The goal is to address the underlying systems aspects of big data—including data processing, storage and retrieval—which are central to some of the key research and societal challenges of the 21st Century.
The group is a nexus to connect (i) those who design and analyze high-performance computing systems for big data, and (ii) system users, from a variety of application areas. The former area includes researchers developing massively-parallel processors, energy-efficient hardware systems, distributed computing, software and databases, but also, in a broader view, those studying the brain. Several members are exploring and developing new parallel computing paradigms and architectures. The latter area includes those who need to process, store, retrieve, analyze and understand massive data sets, where computation and storage breakthroughs are essential. The goal is to have synergy and interaction between these two classes of researchers.

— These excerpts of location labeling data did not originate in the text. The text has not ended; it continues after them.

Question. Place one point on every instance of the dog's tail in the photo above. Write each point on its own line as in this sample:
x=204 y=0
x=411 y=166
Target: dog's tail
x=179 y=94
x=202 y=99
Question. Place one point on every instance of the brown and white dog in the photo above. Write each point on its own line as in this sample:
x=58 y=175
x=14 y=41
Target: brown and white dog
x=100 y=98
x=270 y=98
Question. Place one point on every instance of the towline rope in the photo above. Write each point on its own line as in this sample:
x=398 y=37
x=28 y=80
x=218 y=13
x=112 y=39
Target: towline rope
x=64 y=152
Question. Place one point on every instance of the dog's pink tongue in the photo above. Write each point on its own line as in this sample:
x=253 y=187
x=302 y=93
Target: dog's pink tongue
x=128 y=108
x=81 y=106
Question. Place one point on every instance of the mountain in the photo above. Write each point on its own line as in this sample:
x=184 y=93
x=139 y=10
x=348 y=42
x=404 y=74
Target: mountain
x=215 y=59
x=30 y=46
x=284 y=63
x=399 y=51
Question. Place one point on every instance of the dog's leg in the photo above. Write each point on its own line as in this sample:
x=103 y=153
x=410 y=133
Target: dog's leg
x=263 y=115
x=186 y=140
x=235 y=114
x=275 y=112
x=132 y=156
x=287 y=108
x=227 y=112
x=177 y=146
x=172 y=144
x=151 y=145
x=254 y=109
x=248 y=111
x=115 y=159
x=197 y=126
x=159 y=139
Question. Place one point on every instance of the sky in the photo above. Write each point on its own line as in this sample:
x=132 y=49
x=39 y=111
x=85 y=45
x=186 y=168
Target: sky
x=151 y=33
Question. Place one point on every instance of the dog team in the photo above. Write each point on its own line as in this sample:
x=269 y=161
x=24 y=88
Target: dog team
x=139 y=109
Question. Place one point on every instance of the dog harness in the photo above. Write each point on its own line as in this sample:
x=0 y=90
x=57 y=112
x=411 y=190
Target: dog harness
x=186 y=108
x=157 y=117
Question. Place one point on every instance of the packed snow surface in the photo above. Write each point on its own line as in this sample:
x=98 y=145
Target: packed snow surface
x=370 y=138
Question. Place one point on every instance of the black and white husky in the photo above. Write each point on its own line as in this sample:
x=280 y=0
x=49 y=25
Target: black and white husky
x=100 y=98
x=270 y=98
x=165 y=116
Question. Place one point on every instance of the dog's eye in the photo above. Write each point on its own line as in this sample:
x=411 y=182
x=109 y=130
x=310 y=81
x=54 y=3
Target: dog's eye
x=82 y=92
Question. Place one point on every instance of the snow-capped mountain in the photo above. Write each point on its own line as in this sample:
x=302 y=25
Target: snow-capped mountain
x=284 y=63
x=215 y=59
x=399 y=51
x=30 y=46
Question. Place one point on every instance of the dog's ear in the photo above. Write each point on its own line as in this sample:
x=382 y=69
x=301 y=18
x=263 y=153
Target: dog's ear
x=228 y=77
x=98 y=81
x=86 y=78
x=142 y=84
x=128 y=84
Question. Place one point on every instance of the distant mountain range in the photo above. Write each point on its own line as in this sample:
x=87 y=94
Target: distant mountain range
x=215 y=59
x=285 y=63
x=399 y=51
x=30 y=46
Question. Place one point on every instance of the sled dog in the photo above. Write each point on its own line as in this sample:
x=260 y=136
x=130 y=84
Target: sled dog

The group has a diverse set of members, working on systems research (computer science, electrical engineering, neuroscience) and application areas (oceanography, climate science, astronomy, physics, materials science, civil engineering, neuroscience, biomedical informatics and computational genomics). Many are working at the cutting edge of high-performance computing (HPC, i.e. scientific computing) and high-performance data analytics (HPDA, i.e. machine learning, pattern matching, and massive-scale search) applications. These two areas are melding with key national initiatives to support both, and with data analytic techniques migrating into biological and physical computation problems.
In a simple view, most of science has become computational—many researchers need number crunching. But, in terms of application areas, this group is instead interested in problems where extreme-scale data processing is a central core of the research, and a critical bottleneck.
The Center for Computing Systems for Data-Driven Science aims to serve as the thought leader and intellectual locus at the University for massive-scale systems research and applications.